Originally Posted by

**Malcolm Taylor**
...

There is also for lz77 several different optimal parsing methods. One

(used by quantum IIRC) parses all the matches in the file, and then

passes backwards over them finding the best match to reach each byte.

The result is optimal for a static encoding (much like FP).

Another one (used by 7zip and ROLZ and others), is a dynamic programming

approach which can cope with adaptive encodings. This often leads to

some fantastic results. Although I call this optimal, it is still only a

near optimal method. It always converges to a local minimum, so may not

always hit the global minimum.

...

It is easier to understand than any other optimal parsing I have come

across, but not necessarily obvious.

1) Find all the matches for every byte of your file.

2) Start at the end (position n).

3) Find the cheapest way to get to n from n-1, this is the best so far.

4) Find the cheapest way to get to n from n-2, if better than the best

so far, then this new way becomes the best so far.

5) Repeat step 4 until we reach the start of the file.

By induction the way to get from 0 to n that you end up with is the

cheapest.

Things are a little more complicated when you consider the actual

implementation.
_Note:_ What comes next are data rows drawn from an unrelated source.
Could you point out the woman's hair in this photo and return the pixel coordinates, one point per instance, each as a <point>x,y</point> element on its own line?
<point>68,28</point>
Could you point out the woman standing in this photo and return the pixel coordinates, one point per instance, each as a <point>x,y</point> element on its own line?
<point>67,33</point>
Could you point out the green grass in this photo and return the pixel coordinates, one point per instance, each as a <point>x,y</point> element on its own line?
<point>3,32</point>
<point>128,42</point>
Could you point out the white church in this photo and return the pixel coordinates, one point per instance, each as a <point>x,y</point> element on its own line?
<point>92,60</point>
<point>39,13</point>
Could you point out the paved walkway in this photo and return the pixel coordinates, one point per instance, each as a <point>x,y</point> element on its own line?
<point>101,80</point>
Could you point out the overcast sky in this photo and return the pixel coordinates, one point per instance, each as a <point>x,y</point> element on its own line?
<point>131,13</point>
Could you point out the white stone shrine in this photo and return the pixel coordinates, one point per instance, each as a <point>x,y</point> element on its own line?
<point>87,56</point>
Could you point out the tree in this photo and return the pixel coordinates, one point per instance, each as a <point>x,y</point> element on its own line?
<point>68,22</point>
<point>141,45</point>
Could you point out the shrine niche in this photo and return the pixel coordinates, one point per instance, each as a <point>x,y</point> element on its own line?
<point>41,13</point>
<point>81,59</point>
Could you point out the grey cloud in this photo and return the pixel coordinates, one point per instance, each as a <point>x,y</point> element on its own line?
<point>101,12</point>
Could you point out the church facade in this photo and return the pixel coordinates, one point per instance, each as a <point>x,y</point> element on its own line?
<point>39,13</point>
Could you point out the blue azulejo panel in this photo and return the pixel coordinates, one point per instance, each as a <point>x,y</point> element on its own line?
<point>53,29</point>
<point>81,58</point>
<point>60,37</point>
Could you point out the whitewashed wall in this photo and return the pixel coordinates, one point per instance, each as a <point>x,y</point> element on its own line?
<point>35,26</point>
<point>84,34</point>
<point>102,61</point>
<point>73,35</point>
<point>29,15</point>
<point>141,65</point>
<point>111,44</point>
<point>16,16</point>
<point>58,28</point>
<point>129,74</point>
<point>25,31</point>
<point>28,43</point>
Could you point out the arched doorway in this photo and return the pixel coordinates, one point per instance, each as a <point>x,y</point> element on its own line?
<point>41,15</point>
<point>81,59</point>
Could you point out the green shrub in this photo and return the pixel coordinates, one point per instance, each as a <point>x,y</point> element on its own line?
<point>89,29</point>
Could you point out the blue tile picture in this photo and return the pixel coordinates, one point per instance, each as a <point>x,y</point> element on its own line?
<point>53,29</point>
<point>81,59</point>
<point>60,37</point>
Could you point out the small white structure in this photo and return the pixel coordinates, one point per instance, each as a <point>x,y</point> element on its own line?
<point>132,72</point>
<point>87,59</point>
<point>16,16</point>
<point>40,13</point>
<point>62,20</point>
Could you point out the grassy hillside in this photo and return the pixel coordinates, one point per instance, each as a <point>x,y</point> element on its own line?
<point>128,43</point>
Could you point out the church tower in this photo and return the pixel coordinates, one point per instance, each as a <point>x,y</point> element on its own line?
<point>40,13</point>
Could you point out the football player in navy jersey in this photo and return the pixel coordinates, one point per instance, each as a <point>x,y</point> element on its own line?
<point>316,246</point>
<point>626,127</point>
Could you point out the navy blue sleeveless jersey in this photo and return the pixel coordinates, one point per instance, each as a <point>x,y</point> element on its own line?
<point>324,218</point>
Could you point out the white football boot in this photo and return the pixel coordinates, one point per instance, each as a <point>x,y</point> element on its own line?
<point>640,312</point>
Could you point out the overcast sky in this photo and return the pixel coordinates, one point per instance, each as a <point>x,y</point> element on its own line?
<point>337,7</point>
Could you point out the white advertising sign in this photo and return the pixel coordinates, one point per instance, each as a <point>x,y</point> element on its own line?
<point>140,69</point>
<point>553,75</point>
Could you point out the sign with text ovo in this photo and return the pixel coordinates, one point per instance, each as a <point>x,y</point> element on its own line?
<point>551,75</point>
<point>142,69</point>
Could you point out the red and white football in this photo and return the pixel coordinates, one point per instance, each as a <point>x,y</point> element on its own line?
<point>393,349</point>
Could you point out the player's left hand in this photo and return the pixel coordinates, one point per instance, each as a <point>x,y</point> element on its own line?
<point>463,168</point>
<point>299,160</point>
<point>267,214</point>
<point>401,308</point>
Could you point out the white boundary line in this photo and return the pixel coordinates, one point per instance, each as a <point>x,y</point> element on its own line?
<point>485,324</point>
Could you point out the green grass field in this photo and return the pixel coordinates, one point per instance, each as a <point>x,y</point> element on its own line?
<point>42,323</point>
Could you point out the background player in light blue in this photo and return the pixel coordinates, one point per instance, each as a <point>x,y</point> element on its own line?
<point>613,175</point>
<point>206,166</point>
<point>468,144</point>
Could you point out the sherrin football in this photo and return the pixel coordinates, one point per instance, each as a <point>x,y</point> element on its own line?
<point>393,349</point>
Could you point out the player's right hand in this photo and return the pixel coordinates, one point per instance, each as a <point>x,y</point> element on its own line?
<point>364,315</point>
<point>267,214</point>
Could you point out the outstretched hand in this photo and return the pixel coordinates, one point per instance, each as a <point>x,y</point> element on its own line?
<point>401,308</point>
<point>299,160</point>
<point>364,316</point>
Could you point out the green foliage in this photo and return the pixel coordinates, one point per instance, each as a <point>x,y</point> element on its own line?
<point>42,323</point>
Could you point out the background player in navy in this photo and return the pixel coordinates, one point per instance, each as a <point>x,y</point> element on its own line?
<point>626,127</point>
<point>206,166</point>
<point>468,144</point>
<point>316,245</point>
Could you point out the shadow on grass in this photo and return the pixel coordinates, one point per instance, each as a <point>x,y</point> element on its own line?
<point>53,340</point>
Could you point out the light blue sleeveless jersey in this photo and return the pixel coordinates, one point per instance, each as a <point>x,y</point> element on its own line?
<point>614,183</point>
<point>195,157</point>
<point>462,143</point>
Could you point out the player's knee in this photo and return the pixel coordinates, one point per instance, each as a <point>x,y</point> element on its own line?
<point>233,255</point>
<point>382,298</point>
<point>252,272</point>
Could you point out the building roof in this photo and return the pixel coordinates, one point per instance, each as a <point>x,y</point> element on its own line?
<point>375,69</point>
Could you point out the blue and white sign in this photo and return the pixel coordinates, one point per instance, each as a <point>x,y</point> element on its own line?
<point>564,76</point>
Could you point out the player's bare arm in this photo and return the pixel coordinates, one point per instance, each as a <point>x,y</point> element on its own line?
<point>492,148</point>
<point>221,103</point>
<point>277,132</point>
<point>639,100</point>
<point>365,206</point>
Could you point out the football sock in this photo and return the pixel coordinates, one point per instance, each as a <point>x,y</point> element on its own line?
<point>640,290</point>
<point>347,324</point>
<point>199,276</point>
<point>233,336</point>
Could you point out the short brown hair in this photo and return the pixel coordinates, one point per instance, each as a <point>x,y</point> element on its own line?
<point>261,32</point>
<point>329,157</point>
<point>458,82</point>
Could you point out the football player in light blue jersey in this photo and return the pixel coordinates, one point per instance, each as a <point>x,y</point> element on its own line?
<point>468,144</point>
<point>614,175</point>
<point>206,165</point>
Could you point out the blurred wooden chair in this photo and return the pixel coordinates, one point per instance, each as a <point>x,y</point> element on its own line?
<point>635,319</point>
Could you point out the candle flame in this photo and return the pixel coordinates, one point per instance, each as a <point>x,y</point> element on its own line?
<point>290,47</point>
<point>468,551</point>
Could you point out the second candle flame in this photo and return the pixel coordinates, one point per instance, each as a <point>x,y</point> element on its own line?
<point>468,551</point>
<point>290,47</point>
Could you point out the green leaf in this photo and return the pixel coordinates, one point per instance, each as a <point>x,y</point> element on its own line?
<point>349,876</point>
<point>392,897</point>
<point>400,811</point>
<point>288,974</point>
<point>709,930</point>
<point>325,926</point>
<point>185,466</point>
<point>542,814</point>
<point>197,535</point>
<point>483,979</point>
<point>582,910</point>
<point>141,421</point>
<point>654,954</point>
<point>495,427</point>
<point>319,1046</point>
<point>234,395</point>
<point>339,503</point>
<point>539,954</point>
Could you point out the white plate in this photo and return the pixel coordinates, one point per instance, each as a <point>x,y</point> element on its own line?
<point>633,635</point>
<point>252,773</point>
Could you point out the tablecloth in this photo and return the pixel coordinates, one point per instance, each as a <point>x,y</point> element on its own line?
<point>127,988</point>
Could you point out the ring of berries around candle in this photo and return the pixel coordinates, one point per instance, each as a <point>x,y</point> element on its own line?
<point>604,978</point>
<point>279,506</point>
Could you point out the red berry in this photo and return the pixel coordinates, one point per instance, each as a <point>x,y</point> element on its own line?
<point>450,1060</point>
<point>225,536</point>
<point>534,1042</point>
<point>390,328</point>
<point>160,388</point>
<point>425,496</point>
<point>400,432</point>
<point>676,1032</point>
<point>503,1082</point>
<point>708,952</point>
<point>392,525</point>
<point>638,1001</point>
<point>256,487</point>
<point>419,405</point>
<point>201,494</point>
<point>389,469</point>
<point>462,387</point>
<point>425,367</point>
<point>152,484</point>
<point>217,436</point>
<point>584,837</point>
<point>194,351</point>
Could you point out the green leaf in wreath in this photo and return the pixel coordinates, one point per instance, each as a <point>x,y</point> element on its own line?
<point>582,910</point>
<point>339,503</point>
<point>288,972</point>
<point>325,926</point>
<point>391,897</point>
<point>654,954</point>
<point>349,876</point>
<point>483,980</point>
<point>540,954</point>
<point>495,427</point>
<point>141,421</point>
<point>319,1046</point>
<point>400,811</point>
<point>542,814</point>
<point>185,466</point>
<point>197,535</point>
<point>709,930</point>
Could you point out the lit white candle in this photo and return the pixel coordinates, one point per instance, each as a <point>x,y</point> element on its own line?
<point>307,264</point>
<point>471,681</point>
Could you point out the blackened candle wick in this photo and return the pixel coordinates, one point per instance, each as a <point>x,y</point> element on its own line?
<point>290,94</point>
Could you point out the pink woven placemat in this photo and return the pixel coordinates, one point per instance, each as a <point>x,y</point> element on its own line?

As you go, you have to remember the cheapest from each

byte - ie. have an array of the best match found for each byte (or

literal which we can think of as a length 1 match), and the cost.

If you are testing position x which has a match length l, then the total

cost of reaching the end of the file will be:

best_cost_found(x) = cost_of_match(l) + best_cost_found(x+l).

In other words, the total cost is the cost of the match at the current

position, plus the best cost found earlier from where the match ends.

Then you try all match lengths from l down to 1, and save the best total

cost and match details for the current byte, and repeat for the previous

one...

This parsing depends on a well defined cost function, which implies a

static encoding. If your encoding is dynamic, then it kindof screws with

the optimisation, especially since you parse backwards. One way to solve

this is to parse optimally only over small blocks (say 4096), then you

can have static encodings only for each block.